Good Home Office Setup

How To Set Up a Good Home Office

As many of us are now working from home it is more important than ever to ensure our work station is set-up for optimal working conditions to avoid things like neck and back pain.

Your home office should ideally be a separate space in your home that is suitable for the work being done. In an ideal world a room that can hold a desk and computer, better still if it has a door that can be closed to separate your work from home life.

Most of us will use a spare room as a dual-purpose space: an office come guest room. Some of us may utilise a conservatory, an out-building or even the garden shed.
If you are not fortunate to have such a space then you need to identify the best place for your office as you may have less control over the work area and possible interruptions from the family, the TV or even pets.

Things To Consider Are:

Proper work height for your desk

Your space needs a desk or table that is at a good work height for you.

You know your desk is at the correct height if, when you sit up straight, your forearms are parallel to the floor and your wrist is not bent when you type.

Proper monitor height

You know your monitor is at the correct height when 1/3 of it is in-line with your forehead. With monitors, the bigger the better, any major brand will offer high-quality monitors. Avoid the cheapest monitors if you can, due to their lower resolution and fuzziness as this may lead to eye strain.

What are the health risks associated with DSE (Display Screen Equipment)?

Types of DSE examples include:

  • Computers
  • Laptops
  • Tablets
  • Smartphones
  • TV screens
  • CCTV screens
  • Equipment display screens attached to machinery etc
Using DSE can affect us in many ways such as: eye strain, neck and shoulder problems and backache from overuse or working from a badly setup work station.
The main risks that may arise in work with DSE are musculo-skeletal problems such as back pain and repetitive strain injuries, mental stress and visual fatigue.
If you use DSE daily as part of your normal work or routine for more than one hour then you should ideally conduct a DSE Risk Assessment.
You should look at: the whole workstation, including equipment, furniture, and work conditions and the job/task being done.
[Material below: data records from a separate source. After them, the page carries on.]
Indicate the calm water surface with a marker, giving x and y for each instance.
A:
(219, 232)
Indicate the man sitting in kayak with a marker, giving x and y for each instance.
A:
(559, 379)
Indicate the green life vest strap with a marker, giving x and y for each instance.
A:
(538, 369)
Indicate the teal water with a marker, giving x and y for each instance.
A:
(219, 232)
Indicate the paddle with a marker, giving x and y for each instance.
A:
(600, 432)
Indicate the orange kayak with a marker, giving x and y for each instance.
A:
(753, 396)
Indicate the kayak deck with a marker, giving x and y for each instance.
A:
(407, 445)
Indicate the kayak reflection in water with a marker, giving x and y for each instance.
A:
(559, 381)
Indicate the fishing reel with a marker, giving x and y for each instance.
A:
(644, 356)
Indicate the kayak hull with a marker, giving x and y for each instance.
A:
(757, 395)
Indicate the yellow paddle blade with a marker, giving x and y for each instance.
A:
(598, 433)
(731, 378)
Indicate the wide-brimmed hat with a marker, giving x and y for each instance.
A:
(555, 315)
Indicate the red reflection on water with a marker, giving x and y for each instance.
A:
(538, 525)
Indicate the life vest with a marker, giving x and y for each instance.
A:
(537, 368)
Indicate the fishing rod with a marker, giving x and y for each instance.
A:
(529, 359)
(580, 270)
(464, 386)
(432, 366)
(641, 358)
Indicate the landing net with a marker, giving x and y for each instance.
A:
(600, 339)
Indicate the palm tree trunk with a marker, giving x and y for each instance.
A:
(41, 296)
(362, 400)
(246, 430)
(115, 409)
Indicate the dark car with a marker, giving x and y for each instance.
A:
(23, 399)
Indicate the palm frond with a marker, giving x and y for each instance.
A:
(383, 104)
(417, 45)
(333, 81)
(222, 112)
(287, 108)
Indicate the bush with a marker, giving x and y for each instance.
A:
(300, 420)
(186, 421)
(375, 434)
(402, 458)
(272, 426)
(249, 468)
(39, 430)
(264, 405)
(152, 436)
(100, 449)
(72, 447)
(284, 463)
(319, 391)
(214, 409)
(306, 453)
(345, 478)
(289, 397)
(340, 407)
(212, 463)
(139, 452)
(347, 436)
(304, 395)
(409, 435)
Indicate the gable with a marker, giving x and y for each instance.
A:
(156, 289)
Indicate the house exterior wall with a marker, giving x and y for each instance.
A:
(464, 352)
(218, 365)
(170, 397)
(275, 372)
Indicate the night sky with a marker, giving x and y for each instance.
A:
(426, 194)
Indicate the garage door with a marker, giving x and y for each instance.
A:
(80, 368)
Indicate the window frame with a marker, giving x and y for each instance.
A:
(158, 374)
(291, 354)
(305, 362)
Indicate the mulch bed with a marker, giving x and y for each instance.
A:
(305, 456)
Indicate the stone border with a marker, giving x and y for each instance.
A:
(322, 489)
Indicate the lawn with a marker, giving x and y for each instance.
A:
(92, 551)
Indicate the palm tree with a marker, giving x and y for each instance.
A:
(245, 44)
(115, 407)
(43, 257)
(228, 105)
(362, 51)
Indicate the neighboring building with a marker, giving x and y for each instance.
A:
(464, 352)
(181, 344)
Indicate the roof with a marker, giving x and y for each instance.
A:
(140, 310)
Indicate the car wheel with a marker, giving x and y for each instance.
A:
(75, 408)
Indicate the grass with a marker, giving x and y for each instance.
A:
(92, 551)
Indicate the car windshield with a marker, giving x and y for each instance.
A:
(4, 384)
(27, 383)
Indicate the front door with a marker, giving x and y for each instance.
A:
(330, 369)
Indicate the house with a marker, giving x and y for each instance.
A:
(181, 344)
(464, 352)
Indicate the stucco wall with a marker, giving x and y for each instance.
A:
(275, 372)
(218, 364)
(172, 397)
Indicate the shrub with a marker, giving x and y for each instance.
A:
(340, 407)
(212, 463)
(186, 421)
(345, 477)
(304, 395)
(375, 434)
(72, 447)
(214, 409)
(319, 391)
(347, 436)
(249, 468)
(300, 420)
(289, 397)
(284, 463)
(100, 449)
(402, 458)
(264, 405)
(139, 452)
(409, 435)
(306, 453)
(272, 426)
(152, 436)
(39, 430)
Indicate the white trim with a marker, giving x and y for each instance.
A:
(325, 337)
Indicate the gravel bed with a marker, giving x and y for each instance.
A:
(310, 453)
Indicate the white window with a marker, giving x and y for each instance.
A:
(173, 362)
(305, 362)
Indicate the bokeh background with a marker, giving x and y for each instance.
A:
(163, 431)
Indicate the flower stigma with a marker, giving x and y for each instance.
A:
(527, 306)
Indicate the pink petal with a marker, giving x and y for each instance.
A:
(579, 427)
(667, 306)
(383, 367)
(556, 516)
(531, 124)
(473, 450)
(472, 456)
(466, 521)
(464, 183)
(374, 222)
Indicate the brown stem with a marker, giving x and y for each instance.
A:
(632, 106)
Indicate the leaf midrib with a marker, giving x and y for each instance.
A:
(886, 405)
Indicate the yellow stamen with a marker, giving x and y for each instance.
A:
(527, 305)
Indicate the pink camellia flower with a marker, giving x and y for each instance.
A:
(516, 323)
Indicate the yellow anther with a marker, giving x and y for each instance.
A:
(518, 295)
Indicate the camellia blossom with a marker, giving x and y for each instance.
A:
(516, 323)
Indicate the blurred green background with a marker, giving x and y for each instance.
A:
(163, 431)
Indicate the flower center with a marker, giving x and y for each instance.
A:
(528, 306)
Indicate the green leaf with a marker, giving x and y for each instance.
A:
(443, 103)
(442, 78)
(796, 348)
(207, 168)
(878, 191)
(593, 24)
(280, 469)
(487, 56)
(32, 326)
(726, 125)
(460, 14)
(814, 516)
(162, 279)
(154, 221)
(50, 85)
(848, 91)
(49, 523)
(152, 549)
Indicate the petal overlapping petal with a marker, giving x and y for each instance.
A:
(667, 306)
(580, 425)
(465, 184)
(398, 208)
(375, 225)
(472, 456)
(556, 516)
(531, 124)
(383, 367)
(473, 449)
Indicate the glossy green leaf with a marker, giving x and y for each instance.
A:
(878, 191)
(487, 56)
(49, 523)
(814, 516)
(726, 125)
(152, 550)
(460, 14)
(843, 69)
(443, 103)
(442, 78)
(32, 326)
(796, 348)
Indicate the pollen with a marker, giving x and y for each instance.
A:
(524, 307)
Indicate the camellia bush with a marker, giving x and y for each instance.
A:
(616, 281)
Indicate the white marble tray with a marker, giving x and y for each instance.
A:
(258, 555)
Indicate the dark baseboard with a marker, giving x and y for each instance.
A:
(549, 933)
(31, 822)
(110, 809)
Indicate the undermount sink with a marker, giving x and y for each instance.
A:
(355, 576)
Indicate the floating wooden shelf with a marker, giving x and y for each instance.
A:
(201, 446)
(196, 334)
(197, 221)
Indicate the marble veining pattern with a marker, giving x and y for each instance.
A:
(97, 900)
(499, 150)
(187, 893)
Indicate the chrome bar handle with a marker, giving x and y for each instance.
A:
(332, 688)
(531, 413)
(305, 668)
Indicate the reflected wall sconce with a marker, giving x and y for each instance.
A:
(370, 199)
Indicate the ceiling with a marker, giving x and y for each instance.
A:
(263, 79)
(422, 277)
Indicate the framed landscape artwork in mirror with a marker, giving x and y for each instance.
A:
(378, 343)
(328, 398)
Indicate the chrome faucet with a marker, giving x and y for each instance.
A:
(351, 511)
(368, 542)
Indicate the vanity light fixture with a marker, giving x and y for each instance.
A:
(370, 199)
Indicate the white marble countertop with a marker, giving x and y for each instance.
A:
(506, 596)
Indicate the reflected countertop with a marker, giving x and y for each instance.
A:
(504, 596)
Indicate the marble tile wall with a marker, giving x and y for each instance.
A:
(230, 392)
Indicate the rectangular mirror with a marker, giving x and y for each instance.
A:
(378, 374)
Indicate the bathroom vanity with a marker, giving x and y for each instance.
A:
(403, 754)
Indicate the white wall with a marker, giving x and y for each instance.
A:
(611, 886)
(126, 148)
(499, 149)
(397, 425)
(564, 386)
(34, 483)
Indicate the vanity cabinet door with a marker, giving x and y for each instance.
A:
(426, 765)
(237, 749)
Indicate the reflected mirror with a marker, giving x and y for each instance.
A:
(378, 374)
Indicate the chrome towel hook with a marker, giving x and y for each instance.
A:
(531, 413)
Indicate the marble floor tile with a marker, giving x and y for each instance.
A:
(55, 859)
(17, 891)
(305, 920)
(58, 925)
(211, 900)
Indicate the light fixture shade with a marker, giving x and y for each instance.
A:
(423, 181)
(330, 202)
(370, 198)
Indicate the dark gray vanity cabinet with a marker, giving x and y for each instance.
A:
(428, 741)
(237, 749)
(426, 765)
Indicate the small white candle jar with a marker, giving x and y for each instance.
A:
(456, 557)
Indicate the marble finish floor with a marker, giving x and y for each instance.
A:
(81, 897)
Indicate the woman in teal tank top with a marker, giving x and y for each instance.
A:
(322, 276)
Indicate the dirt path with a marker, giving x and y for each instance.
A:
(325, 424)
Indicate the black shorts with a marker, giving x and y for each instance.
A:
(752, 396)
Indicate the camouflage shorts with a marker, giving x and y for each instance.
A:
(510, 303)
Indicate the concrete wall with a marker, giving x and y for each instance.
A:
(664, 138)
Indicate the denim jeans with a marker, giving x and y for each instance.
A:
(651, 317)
Do You Work From a Laptop at Home?

If so, you should check out if the screen height is correct, if you usually use the integrated keyboard then the answer is probably – No.
This could easily be resolved by using a separate keyboard and a riser for the screen.

Is your desk/table height right for you, does your seat put you in a safe working position? All this should be investigated to help minimise any risks from DSE working. A link to the HSE website can be found below where you can print off a DSE risk assessment form. This is a quick-fire guide to optimise your home or office work station.

How Can You Help Yourself?

Take Regular Breaks – Depending on the type of work being carried out you should look to take short breaks often, rather than longer ones less often. For example, 5 to 10 minutes every hour is better than 20 minutes every 2 hours.
Perform Short Exercise Routines – Such as mobility exercises for the neck, back and shoulders and stretches for tight muscles such as the chest. Check out our video’s in the knowledge centre
Get Up and Take a Walk – Getting up from your desk and stretching out your legs is so important. Get up every 30 minutes to reduce the risks to your health. Research has warned time and time again that “sitting disease” is real. But if you’re sitting all day at work, you should get up every 30 minutes and move to reduce your risks.
Avoid where possible swapping one device for another during your breaks e.g. mobile phone, TV etc – DSE work can be visually demanding and long spells can lead to tired eyes, discomfort and headaches so taking time away completely will be less strain on your eyes.